The +1 in your post and expo + 1
below is because 1.0 <= IEEE Significand (not mantissa) < 2.0, but frexp()
: 0.5 <= normalized fraction < 1.0.
double myfrexp(double number, int *exp) {
static const uint64_t mantissa_mask = 0x000FFFFFFFFFFFFFllu;
static const uint64_t mantissa_impliedBit = 0x0010000000000000llu;
static const uint64_t expo_mask = 0x7FF0000000000000llu;
static const uint64_t expo_norm = 0x3FE0000000000000llu;
static const uint64_t sign_mask = 0x8000000000000000llu;
static const int expo_NaN = 0x07FF;
static const int expo_Bias = 1023;
union {
double d;
uint64_t u;
} x = { number };
uint64_t mantissa = x.u & mantissa_mask;
int expo = (x.u & expo_mask) >> 52;
if (expo == expo_NaN) { // Behavior for Infinity and NaN is unspecified.
*exp = 0;
return number;
}
if (expo > 0) {
mantissa |= mantissa_impliedBit; // This line is illustrative, not needed.
expo -= expo_Bias;
}
else if (mantissa == 0) {
*exp = 0;
return number; // Do not return 0.0 as that does not preserve -0.0
}
else {
// de-normal or sub-normal numbers
expo = 1 - expo_Bias; // Bias different when biased exponent is 0
while (mantissa < mantissa_impliedBit) {
mantissa <<= 1;
expo--;
}
}
*exp = expo + 1;
mantissa &= ~mantissa_impliedBit;
x.u = (x.u & sign_mask) | expo_norm | mantissa;
return x.d;
}
#include <limits.h>
#include <math.h>
#include <memory.h>
#include <stdio.h>
#include <float.h>
void frexp_test(double d) {
int i1,i2;
double d1,d2;
d1 = frexp(d, &i1);
d2 = myfrexp(d, &i2);
if (memcmp(&d1,&d2,sizeof(d1)) != 0 || (i1 != i2)) {
printf("%a (%a %x) (%a %x)\n", d, d1, i1, d2, i2);
}
}
int main() {
frexp_test(1.0);
frexp_test(0.0);
frexp_test(-0.0);
frexp_test(DBL_MAX);
frexp_test(-DBL_MAX);
frexp_test(DBL_EPSILON);
frexp_test(DBL_MIN);
frexp_test(DBL_MIN/1024);
frexp_test(DBL_MIN/1024/1024);
frexp_test(INFINITY);
//frexp_test(DBL_TRUE_MIN);
return 0;
}
Upvotes: 1
Reputation: 5246
I dont remember the exact details of IEEE floating-point numbers but I do seem to remember, that the consecutive members of a struct are placed at increasing adresses.

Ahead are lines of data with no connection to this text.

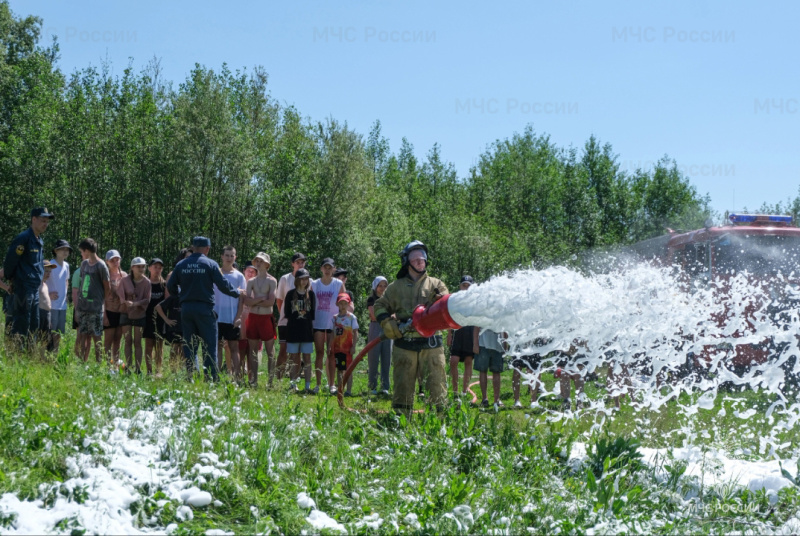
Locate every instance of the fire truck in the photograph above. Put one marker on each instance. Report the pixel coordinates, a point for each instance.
(766, 248)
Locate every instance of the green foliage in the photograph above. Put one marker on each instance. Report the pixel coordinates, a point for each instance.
(142, 166)
(610, 454)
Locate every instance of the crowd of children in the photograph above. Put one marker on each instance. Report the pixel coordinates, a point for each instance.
(315, 316)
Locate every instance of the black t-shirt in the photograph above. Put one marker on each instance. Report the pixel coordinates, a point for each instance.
(156, 297)
(299, 312)
(172, 308)
(463, 343)
(371, 301)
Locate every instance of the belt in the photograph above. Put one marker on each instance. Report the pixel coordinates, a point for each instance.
(415, 344)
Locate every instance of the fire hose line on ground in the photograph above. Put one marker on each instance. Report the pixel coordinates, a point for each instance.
(426, 322)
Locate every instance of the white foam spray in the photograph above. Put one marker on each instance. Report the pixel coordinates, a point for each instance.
(660, 332)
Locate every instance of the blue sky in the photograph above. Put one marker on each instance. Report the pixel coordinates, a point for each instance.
(714, 85)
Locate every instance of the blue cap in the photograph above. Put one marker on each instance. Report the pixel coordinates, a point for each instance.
(41, 212)
(201, 242)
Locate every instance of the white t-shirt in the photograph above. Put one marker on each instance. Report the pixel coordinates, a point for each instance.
(285, 284)
(226, 306)
(326, 302)
(491, 340)
(59, 282)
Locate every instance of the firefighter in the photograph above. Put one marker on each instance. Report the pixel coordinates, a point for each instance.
(413, 352)
(193, 280)
(24, 266)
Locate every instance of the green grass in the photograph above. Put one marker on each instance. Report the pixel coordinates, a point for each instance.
(510, 468)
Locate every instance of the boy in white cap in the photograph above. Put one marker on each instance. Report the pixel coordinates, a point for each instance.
(134, 294)
(260, 298)
(59, 289)
(229, 313)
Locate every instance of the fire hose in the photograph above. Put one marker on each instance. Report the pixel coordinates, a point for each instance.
(425, 320)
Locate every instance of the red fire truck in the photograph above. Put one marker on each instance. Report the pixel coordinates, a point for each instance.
(764, 247)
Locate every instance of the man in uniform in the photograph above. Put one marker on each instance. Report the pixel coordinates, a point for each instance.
(412, 351)
(193, 280)
(24, 266)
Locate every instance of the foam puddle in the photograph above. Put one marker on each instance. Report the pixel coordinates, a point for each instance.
(100, 496)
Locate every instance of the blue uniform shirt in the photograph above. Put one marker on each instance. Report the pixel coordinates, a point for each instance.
(196, 276)
(24, 263)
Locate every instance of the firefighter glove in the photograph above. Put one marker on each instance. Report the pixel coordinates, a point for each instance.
(390, 329)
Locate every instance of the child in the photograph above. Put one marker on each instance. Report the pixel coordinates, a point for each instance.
(381, 354)
(244, 347)
(113, 330)
(153, 327)
(462, 347)
(59, 289)
(342, 341)
(326, 289)
(45, 306)
(259, 296)
(490, 357)
(92, 290)
(298, 309)
(134, 296)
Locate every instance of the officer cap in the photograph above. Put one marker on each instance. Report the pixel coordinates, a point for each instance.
(41, 212)
(61, 243)
(264, 257)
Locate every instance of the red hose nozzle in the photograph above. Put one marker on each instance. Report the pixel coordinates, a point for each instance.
(436, 317)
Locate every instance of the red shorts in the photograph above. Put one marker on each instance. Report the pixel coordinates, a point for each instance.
(244, 346)
(260, 327)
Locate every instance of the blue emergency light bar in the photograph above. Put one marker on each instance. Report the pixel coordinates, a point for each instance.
(752, 218)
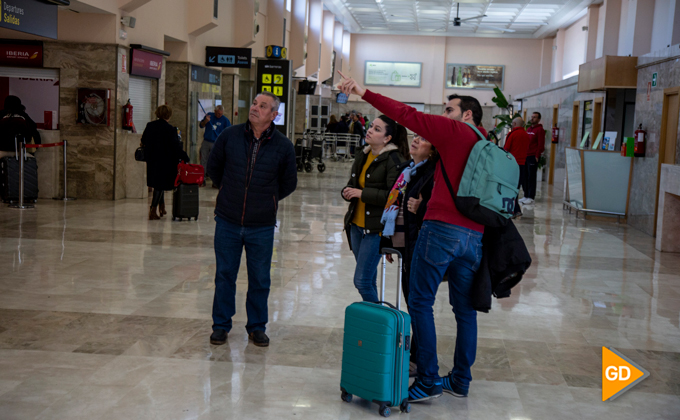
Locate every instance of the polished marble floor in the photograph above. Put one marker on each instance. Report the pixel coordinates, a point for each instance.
(106, 315)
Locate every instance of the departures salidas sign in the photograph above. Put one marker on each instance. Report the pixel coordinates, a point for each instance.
(30, 16)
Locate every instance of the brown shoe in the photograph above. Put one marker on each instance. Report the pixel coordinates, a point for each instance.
(152, 214)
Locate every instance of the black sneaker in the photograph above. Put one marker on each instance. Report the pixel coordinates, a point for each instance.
(419, 392)
(450, 387)
(259, 338)
(218, 337)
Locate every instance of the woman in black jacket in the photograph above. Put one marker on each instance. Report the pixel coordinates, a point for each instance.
(162, 151)
(373, 174)
(404, 214)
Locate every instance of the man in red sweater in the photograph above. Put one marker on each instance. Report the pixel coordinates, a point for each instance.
(448, 241)
(536, 147)
(517, 143)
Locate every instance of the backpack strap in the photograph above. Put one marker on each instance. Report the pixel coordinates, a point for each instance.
(481, 137)
(441, 164)
(447, 180)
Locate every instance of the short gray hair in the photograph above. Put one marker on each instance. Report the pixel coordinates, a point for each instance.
(276, 99)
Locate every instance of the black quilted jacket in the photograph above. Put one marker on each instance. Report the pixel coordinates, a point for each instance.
(250, 189)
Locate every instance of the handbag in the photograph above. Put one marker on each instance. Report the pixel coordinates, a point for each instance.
(139, 154)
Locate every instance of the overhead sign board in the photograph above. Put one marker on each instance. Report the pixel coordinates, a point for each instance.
(274, 76)
(202, 75)
(143, 63)
(389, 73)
(21, 54)
(470, 76)
(228, 57)
(30, 16)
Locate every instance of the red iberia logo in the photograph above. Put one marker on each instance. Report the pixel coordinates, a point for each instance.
(619, 374)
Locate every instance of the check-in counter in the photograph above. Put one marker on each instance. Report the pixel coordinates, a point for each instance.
(598, 182)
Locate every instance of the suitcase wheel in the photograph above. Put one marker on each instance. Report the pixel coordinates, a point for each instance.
(405, 406)
(346, 396)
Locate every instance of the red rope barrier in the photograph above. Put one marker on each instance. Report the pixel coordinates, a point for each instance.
(38, 146)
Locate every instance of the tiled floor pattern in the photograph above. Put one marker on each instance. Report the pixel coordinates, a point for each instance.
(106, 315)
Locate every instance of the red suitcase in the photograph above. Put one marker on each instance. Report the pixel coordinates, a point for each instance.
(188, 173)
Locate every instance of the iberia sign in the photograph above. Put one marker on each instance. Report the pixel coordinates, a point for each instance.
(30, 16)
(18, 54)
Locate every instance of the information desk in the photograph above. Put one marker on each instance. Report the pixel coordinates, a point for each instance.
(598, 182)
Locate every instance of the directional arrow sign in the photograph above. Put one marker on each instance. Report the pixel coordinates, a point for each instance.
(228, 57)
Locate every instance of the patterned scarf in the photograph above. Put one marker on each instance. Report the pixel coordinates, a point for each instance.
(394, 200)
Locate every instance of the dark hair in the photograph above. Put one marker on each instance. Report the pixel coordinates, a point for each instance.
(468, 103)
(398, 133)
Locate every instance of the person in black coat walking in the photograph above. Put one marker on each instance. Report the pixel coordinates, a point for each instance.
(162, 151)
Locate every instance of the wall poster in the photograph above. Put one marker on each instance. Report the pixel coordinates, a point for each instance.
(472, 76)
(389, 73)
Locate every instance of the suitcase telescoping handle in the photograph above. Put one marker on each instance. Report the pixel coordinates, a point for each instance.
(384, 253)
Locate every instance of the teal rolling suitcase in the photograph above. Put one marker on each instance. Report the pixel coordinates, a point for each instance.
(375, 350)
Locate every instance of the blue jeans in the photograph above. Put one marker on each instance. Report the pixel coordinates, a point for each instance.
(443, 247)
(229, 242)
(366, 249)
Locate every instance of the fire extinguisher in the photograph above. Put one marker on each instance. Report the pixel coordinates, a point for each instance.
(128, 123)
(640, 142)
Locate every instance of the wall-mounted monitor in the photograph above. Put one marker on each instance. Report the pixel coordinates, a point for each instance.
(474, 76)
(390, 73)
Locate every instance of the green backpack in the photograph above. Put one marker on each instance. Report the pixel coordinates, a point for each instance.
(489, 186)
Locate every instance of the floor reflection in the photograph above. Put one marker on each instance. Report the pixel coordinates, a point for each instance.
(106, 315)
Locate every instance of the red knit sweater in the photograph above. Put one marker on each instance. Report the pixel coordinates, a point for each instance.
(453, 139)
(517, 144)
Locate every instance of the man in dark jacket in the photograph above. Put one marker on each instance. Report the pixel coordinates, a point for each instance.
(253, 165)
(16, 124)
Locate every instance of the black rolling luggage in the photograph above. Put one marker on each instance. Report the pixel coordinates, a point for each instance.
(185, 202)
(10, 174)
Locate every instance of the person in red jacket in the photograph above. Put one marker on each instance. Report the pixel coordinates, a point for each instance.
(448, 241)
(536, 147)
(517, 143)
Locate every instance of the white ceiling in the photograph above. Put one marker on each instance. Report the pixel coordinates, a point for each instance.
(527, 18)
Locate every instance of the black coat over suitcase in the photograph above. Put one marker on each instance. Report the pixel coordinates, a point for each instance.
(10, 174)
(185, 202)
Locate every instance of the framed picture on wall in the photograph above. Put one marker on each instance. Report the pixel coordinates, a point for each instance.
(94, 106)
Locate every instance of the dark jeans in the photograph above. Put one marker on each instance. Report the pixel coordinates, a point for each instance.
(442, 247)
(230, 239)
(366, 249)
(405, 288)
(529, 179)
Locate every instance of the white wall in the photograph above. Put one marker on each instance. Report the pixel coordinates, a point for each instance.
(521, 57)
(575, 41)
(662, 35)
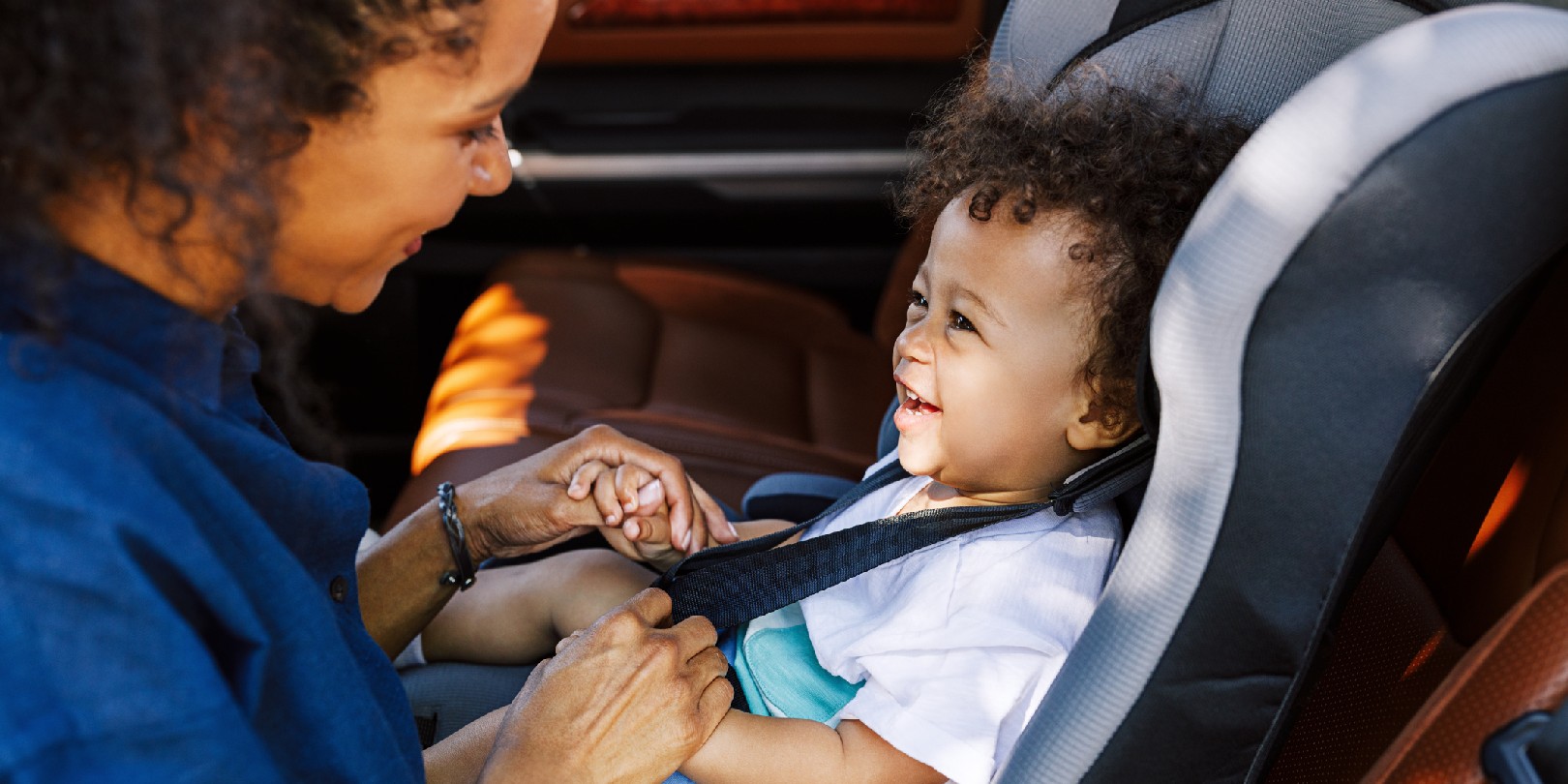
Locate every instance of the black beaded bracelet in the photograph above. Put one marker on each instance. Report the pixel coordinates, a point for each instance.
(447, 502)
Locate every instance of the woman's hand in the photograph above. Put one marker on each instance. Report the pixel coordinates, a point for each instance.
(634, 498)
(622, 701)
(524, 507)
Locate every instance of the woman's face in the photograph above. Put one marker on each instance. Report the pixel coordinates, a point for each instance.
(371, 184)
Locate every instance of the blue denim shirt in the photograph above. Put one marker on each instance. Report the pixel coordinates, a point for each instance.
(177, 596)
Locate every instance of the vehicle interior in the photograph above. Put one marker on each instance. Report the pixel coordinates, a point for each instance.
(1345, 560)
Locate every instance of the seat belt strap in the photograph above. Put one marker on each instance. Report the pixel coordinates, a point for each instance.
(743, 581)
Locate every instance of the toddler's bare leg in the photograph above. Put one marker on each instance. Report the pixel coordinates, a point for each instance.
(516, 614)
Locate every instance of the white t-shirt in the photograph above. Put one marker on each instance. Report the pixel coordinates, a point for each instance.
(958, 642)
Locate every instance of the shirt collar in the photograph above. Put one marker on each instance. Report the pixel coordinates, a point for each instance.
(101, 306)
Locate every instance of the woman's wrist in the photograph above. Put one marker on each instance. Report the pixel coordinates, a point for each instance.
(474, 511)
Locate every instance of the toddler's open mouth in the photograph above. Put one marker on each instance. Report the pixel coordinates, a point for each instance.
(918, 407)
(915, 411)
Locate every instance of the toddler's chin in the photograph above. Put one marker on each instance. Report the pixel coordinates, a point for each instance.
(913, 462)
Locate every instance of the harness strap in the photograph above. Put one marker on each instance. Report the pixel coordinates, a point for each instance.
(738, 582)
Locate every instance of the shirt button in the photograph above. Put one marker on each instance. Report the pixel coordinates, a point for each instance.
(338, 588)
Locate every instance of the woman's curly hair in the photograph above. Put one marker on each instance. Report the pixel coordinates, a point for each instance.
(128, 88)
(1128, 166)
(199, 101)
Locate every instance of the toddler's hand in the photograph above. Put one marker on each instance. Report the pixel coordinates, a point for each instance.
(634, 500)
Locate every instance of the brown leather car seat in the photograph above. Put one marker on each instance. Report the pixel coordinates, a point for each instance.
(738, 377)
(1485, 528)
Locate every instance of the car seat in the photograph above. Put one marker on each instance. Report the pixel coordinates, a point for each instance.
(743, 378)
(1338, 296)
(1217, 734)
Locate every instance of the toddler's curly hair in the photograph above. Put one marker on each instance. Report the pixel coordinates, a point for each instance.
(1128, 166)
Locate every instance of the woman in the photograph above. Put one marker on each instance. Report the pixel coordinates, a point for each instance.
(177, 589)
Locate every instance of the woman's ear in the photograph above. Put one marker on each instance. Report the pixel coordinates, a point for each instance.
(1098, 424)
(491, 164)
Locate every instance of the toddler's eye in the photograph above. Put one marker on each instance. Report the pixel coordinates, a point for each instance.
(482, 134)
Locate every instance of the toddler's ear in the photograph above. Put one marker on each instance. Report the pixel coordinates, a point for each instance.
(1100, 425)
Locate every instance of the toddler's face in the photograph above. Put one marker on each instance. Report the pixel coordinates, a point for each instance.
(986, 367)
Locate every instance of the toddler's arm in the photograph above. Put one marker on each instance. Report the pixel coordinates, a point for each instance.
(761, 750)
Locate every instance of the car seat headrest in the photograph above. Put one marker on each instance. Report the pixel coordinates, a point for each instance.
(1340, 290)
(1239, 57)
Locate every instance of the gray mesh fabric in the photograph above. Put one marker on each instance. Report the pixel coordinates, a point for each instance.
(1250, 55)
(1312, 151)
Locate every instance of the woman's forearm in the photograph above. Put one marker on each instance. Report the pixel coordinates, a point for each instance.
(460, 758)
(764, 750)
(400, 587)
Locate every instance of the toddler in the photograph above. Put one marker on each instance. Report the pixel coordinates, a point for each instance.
(1051, 222)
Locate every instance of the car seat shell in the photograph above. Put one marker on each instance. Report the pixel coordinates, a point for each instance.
(1259, 518)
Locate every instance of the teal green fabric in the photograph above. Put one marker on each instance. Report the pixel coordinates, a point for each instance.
(779, 675)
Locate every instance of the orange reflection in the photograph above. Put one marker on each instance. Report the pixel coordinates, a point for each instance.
(1502, 505)
(1423, 655)
(485, 387)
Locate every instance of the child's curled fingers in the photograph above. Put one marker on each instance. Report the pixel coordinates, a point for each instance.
(629, 480)
(598, 480)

What this means is, that your layout seems to assume the mantissa is stored at the lowest address. I think such concerns would go away, if you cast the address of the double variable to a 64bit integer pointer, and use shifts & masks exclusively.
Like so:
uint64_t bits = *((uint64_t*)&number);
uint64_t mantissa = bits & ((1<<52)-1);
unsigned exponent = (bits>>52) & 0x7FF;
unsigned sign = bits>>63;
To print the results, you could do (ignoring 0.0f, NaN etc):
printf("%c1.%"PRIu64"e%u", sign?'-':'+', mantissa, exponent);
For using PRIu64 look here
Upvotes: 1